Era sbagliato essere lì. Era già stato sbagliato andare a cercare Billie Joe Armstrong un paio di giorni prima -quando in seguito a diverse notti insonni e agitate aveva ceduto all’impulso di uscire di casa e andare da lui a parlagli, e si era trovata faccia a faccia con quella che aveva ipotizzato essere la donna delle pulizie, ed era stata costretta ad inventare una scusa per giustificare la sua presenza lì, come quella di essere una fan alla ricerca del suo idolo. La donna l’aveva osservata con occhio critico prima di crederle, e dopo essersi finta una straniera in viaggio, era riuscita persino a farsi dire quando il leader dei Green Day sarebbe tornato a casa- ed era ancora più sbagliato esservi ritornata quella sera, ma il desiderio di essere lì aveva bruciato dentro di lei sin dal primo istante in cui si era separata da Billie Joe l’ultima volta in cui si erano visti, sin da quando lei era scappata dalle sue braccia e dalle sue labbra e si era confinata nel suo mondo sbattendogli la porta in faccia, e continuava a bruciare ancora mentre era seduta su quei gradini in attesa del suo arrivo. Sapeva che quella era la sera giusta, quella in cui lui sarebbe tornato a casa. La donna con cui aveva parlato le aveva detto che era partito per stare vicino alla famiglia, e con i suoi modi gentili ma persuasivi, Gloria era riuscita a farsi dire dove di preciso fosse stato, e una volta appurato che era nei pressi di Minneapolis, si era congedata da lei ed era corsa di filato a casa. Aveva ricercato su internet i voli da Minneapolis di quel giorno ed era riuscita, così, ad avere un orario approssimativo del suo atterraggio e, conseguentemente, del suo rientro a casa.
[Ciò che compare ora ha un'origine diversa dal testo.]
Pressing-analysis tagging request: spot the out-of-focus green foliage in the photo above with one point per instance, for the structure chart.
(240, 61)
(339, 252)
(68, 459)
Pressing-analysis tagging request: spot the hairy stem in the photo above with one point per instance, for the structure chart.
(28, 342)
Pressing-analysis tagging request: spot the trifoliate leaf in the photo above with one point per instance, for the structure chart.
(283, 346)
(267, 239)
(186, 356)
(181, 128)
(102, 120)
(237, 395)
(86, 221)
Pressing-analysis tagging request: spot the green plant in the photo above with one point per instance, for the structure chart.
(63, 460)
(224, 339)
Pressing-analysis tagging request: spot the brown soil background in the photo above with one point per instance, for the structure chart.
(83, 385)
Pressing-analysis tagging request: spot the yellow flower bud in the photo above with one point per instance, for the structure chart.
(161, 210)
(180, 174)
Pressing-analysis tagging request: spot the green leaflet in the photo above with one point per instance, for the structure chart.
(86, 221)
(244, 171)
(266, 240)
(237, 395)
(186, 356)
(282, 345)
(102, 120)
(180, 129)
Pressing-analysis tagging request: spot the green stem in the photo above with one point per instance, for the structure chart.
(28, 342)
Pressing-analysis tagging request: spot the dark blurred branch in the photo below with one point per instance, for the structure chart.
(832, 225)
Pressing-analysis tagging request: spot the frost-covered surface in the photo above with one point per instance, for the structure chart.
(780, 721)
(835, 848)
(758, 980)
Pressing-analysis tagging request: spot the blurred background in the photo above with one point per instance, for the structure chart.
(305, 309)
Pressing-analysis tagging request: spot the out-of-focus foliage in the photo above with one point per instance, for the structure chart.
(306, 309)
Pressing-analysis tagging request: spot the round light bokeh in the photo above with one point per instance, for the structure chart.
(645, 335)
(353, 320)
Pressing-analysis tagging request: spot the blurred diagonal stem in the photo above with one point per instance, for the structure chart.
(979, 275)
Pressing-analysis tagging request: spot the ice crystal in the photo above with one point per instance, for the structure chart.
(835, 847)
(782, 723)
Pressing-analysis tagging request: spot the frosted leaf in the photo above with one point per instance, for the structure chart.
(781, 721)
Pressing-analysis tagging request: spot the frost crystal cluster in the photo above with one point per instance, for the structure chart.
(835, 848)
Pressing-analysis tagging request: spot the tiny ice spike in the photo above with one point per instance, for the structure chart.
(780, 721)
Aveva cenato rapidamente e facendosi prestare il motorino da un’amica si era recata a villa Armstrong una buona mezz’ora prima delle dieci. Voleva essere lì in anticipo in modo tale da poter riflettere ancora un po’, da potersi interrogare ancora una volta per avere la certezza che quello che stava facendo corrispondesse veramente alla sua volontà, che tutto quello che sentiva di provare era autentico e non semplicemente frutto della suggestione per ciò che Billie Joe le aveva detto, ma mentre era seduta lì su quei gradini, con una leggerissima brezza che le solleticava le braccia nude puntinandole di brividi, non vedeva l’ora di vedere avanzare verso quel cortile i fanali della sua automobile nera.
Erano passate le dieci da quasi un quarto d’ora, e dentro di sé sperava ardentemente che Billie Joe non si fosse fermato altrove prima di rientrare a casa, magari da uno dei suoi amici o dai suoi stessi compagni di band -Mike e Trè Cool, le sembrava di ricordare che si chiamassero- o addirittura, magari, sarebbe tornato  proprio insieme a loro. A quel pensiero il suo corpo fu scosso da un forte brivido. Il suo cuore accelerò la frequenza dei suoi battiti mentre lei si sforzò di controllare il respiro, con la testa che per un istante cominciò a girarle vorticosamente. Il nervosismo era tangibile. Sarebbe stato un gran bel problema se i suoi amici l’avessero trovata là ad aspettare Billie Joe. Entrambi avrebbero dovuto dare una spiegazione, e non sapeva nemmeno se lui avesse mai fatto parola di lei con gli altri. Quando la sua testa smise di girare, riuscì a trovare lucidità sufficiente per decidere che, nel caso in cui Billie Joe non fosse stato solo, avrebbe potuto far finta, come con la donna delle pulizie, di essere una sua ammiratrice e di volere un suo autografo. Sapeva che probabilmente, tra l’ansia, il nervosismo e il suo essere così dannatamente emotiva, non sarebbe risultata molto convincente agli occhi di nessuno, ma era la sola e unica possibilità che aveva, e doveva rischiare. Si sentiva estremamente nervoda, aveva i brividi, un po’ per l’agitazione e un po’ perché l’aria era decisamente fresca per essere la fine di luglio. Si strinse nelle spalle incrociando le braccia e cercando di riscaldarsi sfregandosi le mani su di esse.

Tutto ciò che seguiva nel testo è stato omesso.